Margaret Hiza, a USGS scientist who has studied change on the Navajo Nation's sprawling Four Corners reservation, said steadily warming temperatures have created drought-like conditions that have killed the vegetation that held the sandy soils in place.
The exposed sand is whipped by high winds, allowing the dunes to spread rapidly across the Navajo reservation, where they threaten to smother fragile ecosystems. Native plants like rice grass and purple sage that are wiped out are replaced by foreign invasive species such as Russian thistle or tumbleweed. The non-native plants do not hold the soils together as well, further exacerbating the problem of loosening soils.
The blowing sand also causes a number of other problems, including respiratory distress for local residents and disrupting highway traffic.
"It could just turn the whole Navajo Nation into a dust bowl," said Hiza.
Painter and his colleagues, studying a disastrous 2006 dust storm season that helped melt snowpacks in southwest Colorado's San Juan Mountains, determined that the dust came from hundreds of miles away, including Navajo country.
"There's good evidence that northeast Arizona is strong in contributing to dust deposition in the mountains," Painter said.
No easy solutions
While the problem is increasingly well-documented, solutions are proving more elusive.
While some have called for restoring native grasses and other soil-stabilizing species across the region, such activities cannot occur so long as the soils continue to blow away.
Hiza, the USGS scientist, is organizing a pilot project this summer near Winslow, Ariz., that will attempt to replicate successful dune stabilization efforts in northern China. The project calls for embedding straw mats about 10 square feet in diameter into the dunes, with about 4 inches of mat exposed above the dune line. While the mats allow some sand to move across the surface, they help stabilize the subsurface and hold the dune intact.
"It's tricky to try and slow moving sand down," she said. "But once it stops moving, plants can start growing on it again."

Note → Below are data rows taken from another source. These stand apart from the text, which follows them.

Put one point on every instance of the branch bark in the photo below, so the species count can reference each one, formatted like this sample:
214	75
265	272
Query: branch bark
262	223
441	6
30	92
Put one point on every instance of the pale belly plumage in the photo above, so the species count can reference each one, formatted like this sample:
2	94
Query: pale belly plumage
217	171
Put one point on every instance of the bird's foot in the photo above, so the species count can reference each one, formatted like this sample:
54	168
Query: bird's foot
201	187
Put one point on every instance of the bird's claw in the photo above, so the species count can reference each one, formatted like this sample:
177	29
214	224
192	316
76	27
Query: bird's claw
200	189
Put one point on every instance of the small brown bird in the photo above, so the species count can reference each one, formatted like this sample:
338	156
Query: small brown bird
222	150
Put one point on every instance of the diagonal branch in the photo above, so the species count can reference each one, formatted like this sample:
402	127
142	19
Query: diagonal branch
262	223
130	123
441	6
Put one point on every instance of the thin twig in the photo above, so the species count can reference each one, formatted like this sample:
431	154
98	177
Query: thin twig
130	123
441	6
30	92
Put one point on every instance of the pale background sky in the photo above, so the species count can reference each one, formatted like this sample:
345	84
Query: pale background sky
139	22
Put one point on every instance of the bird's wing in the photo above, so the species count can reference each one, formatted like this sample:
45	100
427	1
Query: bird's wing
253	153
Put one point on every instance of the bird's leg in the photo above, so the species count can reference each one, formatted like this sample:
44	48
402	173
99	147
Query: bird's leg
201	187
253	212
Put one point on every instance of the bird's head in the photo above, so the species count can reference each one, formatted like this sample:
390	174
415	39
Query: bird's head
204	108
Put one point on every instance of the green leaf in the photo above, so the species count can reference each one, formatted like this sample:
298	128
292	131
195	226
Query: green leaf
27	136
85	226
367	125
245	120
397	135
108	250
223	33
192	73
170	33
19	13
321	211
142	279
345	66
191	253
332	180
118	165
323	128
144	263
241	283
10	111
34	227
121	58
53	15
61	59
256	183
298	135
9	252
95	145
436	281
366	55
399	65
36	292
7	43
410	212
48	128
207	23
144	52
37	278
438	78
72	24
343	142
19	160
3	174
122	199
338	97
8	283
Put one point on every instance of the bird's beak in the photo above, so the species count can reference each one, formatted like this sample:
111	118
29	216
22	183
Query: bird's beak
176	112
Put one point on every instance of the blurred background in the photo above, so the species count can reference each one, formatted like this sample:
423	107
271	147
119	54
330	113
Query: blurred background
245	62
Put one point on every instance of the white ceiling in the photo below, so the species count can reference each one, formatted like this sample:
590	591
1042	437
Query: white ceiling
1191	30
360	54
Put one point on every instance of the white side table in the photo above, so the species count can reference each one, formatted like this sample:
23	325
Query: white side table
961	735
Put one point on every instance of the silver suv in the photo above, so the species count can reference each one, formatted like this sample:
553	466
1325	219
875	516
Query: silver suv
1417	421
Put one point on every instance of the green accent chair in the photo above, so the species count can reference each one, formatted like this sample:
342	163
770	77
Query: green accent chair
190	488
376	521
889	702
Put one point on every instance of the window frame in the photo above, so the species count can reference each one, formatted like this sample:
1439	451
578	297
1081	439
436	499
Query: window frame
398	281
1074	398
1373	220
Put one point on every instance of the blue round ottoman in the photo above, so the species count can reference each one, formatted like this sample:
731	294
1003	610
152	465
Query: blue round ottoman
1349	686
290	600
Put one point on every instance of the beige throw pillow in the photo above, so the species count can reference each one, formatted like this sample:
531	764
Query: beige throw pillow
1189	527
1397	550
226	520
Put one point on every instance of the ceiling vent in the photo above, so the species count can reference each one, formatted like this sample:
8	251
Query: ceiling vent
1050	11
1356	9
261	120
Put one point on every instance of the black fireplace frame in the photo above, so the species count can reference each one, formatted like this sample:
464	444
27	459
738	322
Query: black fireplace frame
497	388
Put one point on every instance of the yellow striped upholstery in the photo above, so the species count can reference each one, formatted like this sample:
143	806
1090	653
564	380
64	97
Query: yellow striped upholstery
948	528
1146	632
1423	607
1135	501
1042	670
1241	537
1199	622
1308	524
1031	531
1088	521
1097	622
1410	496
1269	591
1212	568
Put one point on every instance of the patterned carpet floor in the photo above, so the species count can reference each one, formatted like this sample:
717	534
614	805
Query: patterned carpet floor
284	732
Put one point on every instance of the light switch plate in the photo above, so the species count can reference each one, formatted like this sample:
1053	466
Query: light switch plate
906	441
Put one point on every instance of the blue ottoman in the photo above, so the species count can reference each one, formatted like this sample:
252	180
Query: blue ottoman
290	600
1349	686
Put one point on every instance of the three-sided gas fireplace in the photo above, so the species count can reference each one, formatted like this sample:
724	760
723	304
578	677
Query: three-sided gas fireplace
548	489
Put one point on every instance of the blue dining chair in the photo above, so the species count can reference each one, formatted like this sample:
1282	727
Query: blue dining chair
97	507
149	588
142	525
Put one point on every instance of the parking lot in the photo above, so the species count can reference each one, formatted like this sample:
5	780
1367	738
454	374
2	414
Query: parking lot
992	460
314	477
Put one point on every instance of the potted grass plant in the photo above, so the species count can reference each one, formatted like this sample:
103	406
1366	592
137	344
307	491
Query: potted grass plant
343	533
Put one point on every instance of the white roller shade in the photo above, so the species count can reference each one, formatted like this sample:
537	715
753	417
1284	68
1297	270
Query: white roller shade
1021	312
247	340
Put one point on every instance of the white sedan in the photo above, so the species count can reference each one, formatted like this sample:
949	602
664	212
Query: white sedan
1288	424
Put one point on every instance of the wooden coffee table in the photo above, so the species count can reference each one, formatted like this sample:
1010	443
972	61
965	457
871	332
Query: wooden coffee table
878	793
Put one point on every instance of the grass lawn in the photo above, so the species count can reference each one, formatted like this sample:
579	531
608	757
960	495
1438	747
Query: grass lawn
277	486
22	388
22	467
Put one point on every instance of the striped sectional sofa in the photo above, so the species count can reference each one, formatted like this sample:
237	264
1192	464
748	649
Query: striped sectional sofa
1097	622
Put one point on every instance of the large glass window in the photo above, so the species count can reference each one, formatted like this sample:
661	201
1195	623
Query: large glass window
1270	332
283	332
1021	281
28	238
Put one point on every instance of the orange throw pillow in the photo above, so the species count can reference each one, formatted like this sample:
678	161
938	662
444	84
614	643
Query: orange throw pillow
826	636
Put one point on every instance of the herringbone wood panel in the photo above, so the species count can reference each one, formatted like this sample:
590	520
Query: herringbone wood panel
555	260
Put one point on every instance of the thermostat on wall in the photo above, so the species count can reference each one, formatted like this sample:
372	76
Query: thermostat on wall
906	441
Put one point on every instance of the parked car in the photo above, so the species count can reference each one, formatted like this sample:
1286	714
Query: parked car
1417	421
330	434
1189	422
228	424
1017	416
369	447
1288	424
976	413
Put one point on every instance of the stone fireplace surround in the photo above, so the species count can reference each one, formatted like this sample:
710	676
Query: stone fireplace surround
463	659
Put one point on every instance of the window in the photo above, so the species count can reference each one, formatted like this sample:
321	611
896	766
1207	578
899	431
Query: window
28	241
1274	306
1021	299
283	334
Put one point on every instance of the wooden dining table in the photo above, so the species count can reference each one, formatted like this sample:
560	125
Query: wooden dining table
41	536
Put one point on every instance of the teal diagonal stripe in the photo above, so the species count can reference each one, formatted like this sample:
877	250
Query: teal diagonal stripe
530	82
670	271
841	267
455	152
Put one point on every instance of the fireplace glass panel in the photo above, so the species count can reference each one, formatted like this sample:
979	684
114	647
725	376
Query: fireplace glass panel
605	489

Other options, including those aimed more directly at water supply, are to seed clouds with the hopes of increasing snow volumes in the high-elevation mountains. Local governments and power companies spend tens of millions of dollars a year on such seeding projects that have been shown to increase snowpack.
But, experts say, such efforts are increasingly undermined by dust and soot accumulations that increase the melt rate of snowpacks, regardless of their depth.
And the problems will persist as long as the Western climate continues to warm, perhaps by as much as 7 degrees Fahrenheit over the next 90 years, according to the Intergovernmental Panel on Climate Change.
If such conditions persist, Painter said this year's dust storm intensity and early snowmelt could become the norm across the region.
Belnap, the USGS research ecologist, said focused attention could help reverse the trend, but it will take more effort on the part of government and landowners.
"We do not manage for dust. We don't even think about it," she said. "I think the time is coming where we are going to have to decide we need to think about dust."
Scott Streater is a freelance journalist based in Colorado Springs, Colo.